Just thought I'd share a "developing in lock-down" tip, which I inadvertently invented (well, let's say discovered) last week. I'm going to call it recorded rubber ducking. The idea of rubber ducking being that if you talk out a problem, even to yourself, you may hit upon the answer.

That wasn't working for me, so instead I felt I needed to ask my colleagues to see if someone could see what I couldn't.

Importantly though - and really I was just trying not to waste people's time - I took the trouble to clearly write out the issue. What it was, what I'd found, and what still puzzled me. I planned to then post this in Slack, in one hit with all the information, rather than starting with a "@here, anyone know about X?" type of message and follow up from there.

And, as you've probably guessed, the act of doing that was sufficient to see the solution to problem* without even bothering anyone.

Clearly the action of writing, and forcing me to structure my thoughts more than if I was just thinking about it, was the key to recognising the problem.

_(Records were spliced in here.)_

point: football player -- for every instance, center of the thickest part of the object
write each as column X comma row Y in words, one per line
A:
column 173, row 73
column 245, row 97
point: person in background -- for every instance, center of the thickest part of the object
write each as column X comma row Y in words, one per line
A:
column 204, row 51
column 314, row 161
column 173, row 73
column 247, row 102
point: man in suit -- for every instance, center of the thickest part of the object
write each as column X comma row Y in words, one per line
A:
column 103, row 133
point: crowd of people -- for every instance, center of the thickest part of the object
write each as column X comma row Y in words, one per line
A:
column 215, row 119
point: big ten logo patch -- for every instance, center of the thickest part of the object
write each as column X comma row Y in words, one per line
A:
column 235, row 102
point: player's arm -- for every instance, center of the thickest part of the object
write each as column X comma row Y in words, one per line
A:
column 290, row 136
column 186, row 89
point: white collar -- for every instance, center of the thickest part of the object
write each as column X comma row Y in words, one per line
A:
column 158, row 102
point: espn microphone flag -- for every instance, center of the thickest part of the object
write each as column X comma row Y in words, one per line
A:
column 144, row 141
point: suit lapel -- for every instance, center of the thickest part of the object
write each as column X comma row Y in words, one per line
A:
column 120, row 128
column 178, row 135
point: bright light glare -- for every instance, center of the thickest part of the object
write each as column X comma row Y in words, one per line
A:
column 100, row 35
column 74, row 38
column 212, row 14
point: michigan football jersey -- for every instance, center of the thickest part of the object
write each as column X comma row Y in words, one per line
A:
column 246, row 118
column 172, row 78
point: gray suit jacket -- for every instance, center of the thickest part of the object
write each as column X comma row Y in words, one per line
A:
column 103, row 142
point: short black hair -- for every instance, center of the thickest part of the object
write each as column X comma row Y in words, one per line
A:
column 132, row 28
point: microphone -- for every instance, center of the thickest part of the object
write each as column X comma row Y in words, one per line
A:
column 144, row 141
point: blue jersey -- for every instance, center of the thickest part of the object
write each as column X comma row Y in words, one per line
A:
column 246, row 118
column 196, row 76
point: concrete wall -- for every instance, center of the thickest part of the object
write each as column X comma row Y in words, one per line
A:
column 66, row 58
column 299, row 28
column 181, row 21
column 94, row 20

* The details aren't that important, but to summarise, I had a situation where from one system, API responses were empty, but from another I could expected responses - even though they should be accessing the same data store. No errors on the API though. I remember writing something like "It's as if they are connecting to different databases"... and of course, they were. There was an Octopus Deploy scoping variable which meant settings for UAT were in production, meaning the API deployment was working from an empty database, with an unexpected name, that it had created.